Recordé aquella clase hace un año, al final del noveno, en la clase de literatura rusa sobre la escritura de la región natal. Una de las obras era de Seitumer Emin. Lenur ya no estudiaba con nosotros para entonces, y Elzara —por desgracia— había faltado. Zoika Vashchuk vio el apellido al pie de la obra y soltó: «¡Pero si no es un escritor ruso. Será tártaro de Crimea. ¿Por qué tenemos que estudiar este poema dentro del curso de literatura rusa?». Inna Ivanivna le respondió: «¡Niños, no profundicemos. Todos a los que estudiamos son escritores rusos».
Después del diálogo con Elzara sobre la lengua materna, comprendí que jamás podría ver a Inna Ivanivna como lo había hecho en octavo, cuando estaba comenzando a participar en las olimpiadas; cuando habíamos visitado el Centro de Cultura Ruso juntas; cuando pasamos por el Kuybishatnik,4 donde cantaban los niños. Inna Ivanivna se percataba de esos cambios en mí. A veces, delante de todos o a solas, me decía:
—Oh, Utayeva...
Yo la miraba interrogante. Una vez ella siguió:
—Haces caso a los increíbles cuentos chinos en vez de desarrollar tu propio talento literario. O, ¿es que quieres convertirte en una escritora ucraniana o tártara de Crimea?
Yo no sabía qué contestar.

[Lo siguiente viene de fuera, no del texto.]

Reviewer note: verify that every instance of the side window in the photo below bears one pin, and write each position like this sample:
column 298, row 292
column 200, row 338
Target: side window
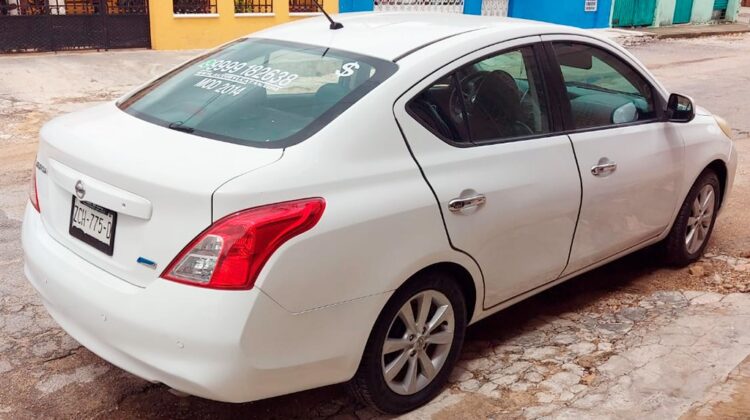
column 503, row 96
column 602, row 89
column 440, row 110
column 494, row 99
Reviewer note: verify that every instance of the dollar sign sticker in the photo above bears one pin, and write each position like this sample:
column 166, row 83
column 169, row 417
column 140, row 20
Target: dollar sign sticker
column 347, row 69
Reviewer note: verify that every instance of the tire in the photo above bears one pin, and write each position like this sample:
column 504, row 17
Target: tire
column 397, row 395
column 678, row 250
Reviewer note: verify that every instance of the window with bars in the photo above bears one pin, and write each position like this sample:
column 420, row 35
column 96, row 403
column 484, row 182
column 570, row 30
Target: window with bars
column 253, row 6
column 304, row 6
column 187, row 7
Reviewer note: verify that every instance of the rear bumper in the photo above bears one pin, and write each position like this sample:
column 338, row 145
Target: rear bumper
column 222, row 345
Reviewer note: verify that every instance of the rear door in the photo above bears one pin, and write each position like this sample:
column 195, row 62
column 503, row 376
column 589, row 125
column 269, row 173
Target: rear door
column 630, row 159
column 508, row 187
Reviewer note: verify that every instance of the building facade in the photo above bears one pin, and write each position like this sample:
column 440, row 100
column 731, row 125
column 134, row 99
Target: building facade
column 188, row 24
column 55, row 25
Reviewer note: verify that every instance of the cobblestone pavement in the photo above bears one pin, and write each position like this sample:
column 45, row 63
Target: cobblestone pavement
column 629, row 340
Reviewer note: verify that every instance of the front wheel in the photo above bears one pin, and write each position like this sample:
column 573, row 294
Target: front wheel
column 413, row 346
column 695, row 222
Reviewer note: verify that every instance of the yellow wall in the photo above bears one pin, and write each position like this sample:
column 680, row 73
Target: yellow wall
column 173, row 33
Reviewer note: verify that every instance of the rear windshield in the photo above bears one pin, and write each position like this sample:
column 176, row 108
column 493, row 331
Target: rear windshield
column 259, row 92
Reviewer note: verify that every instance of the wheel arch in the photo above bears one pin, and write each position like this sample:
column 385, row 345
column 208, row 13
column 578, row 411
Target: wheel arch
column 719, row 167
column 463, row 278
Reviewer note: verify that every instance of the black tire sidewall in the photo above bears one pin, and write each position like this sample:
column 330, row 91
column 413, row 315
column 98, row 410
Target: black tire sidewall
column 370, row 376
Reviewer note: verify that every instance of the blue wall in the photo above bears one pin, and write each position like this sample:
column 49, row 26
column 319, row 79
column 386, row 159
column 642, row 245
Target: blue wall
column 565, row 12
column 356, row 6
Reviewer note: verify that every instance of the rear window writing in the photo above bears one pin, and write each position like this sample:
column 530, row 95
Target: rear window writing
column 259, row 92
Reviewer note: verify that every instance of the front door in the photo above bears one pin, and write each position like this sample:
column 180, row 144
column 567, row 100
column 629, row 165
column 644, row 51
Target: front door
column 631, row 161
column 683, row 11
column 507, row 186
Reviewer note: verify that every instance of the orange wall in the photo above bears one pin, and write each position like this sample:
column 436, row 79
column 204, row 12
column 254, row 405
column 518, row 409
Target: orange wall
column 192, row 32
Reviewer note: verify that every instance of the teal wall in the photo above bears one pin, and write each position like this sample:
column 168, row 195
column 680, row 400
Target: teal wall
column 664, row 12
column 733, row 10
column 702, row 11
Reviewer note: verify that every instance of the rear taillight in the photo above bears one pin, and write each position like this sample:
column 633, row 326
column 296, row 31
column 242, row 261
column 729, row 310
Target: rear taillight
column 231, row 253
column 33, row 194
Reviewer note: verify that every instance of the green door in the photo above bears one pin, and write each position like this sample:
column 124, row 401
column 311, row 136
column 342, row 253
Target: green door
column 622, row 15
column 644, row 13
column 682, row 11
column 633, row 13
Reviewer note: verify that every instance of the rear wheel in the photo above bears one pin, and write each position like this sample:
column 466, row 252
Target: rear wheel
column 413, row 346
column 695, row 222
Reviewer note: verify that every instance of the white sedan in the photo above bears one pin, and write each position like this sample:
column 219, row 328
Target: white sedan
column 308, row 206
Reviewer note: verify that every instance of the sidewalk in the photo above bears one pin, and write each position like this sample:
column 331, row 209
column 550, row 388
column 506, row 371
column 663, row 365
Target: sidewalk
column 695, row 31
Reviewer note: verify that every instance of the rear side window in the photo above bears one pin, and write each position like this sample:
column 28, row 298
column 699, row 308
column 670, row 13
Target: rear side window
column 602, row 89
column 258, row 92
column 498, row 98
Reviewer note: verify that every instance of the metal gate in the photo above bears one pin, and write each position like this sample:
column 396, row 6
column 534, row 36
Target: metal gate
column 57, row 25
column 445, row 6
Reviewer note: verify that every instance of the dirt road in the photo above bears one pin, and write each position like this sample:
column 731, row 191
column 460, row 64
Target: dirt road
column 631, row 340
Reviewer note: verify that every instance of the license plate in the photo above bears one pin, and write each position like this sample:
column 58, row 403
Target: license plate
column 93, row 224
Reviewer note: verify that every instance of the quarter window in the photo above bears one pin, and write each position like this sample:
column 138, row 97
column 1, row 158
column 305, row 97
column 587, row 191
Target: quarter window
column 602, row 89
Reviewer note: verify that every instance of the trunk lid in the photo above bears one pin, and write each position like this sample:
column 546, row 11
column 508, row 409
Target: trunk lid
column 159, row 181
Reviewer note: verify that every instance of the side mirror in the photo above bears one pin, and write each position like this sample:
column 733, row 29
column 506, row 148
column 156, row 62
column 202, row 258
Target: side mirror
column 680, row 108
column 625, row 114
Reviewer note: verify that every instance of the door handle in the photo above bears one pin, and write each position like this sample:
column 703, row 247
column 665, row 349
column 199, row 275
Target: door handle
column 605, row 167
column 458, row 204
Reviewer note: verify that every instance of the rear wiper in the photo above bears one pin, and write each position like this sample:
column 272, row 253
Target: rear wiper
column 178, row 126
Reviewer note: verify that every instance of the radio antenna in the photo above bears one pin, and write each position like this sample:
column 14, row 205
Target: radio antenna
column 334, row 25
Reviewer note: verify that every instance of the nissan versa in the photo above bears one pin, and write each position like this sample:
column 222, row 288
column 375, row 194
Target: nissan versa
column 314, row 205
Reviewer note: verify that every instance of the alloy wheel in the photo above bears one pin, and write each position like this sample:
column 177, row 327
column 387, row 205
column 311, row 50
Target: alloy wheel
column 701, row 216
column 418, row 342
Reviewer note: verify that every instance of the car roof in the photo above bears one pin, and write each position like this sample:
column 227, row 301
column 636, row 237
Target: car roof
column 391, row 35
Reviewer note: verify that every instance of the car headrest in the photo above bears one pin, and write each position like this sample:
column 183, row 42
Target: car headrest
column 330, row 93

Así que solo encogía los hombros y decía:
—No sé de qué me habla.
—¿Recuerdas a Pushkin? —seguía ella, capaz de sacar una cita del rey Sol de la poesía rusa para cada situación. —«Los riachuelos eslavos se unirán en el mar ruso...».
Era la primera vez que oía esas estrofas. En realidad, no conocía bien la obra de Pushkin.
1. Las kenesas son lugares de culto tradicionales en la cultura de los tártaros de Crimea y los caraítas. En el caso de los caraítas, son similares a las sinagogas, dedicadas a la oración y la comunidad. Para los tártaros de Crimea, las kenesas también sirven como centros religiosos y culturales, siendo un símbolo importante de su identidad (N. de la T.)
2. Madrasa (escuela musulmana de educación media y superior) fue fundada en 1500 por el khan crimeo, Mengli Herai en Salachik, la primera capital del Kanato de Crimea (actualmente Salachik es un distrito de Bakhchysarai).
3. Sabriye Eredjepova (1912-1977) era una cantante tártara de Crimea. Entre sus interpretaciones más notables se encuentra su participación en la película Zaporozhets za Dunayem (1937).
4. La calle Kuybyshatnik en Simferopol, Ucrania, fue nombrada en honor a la ciudad rusa de Kuybyshev, que actualmente se conoce como Samara (N. de la T.)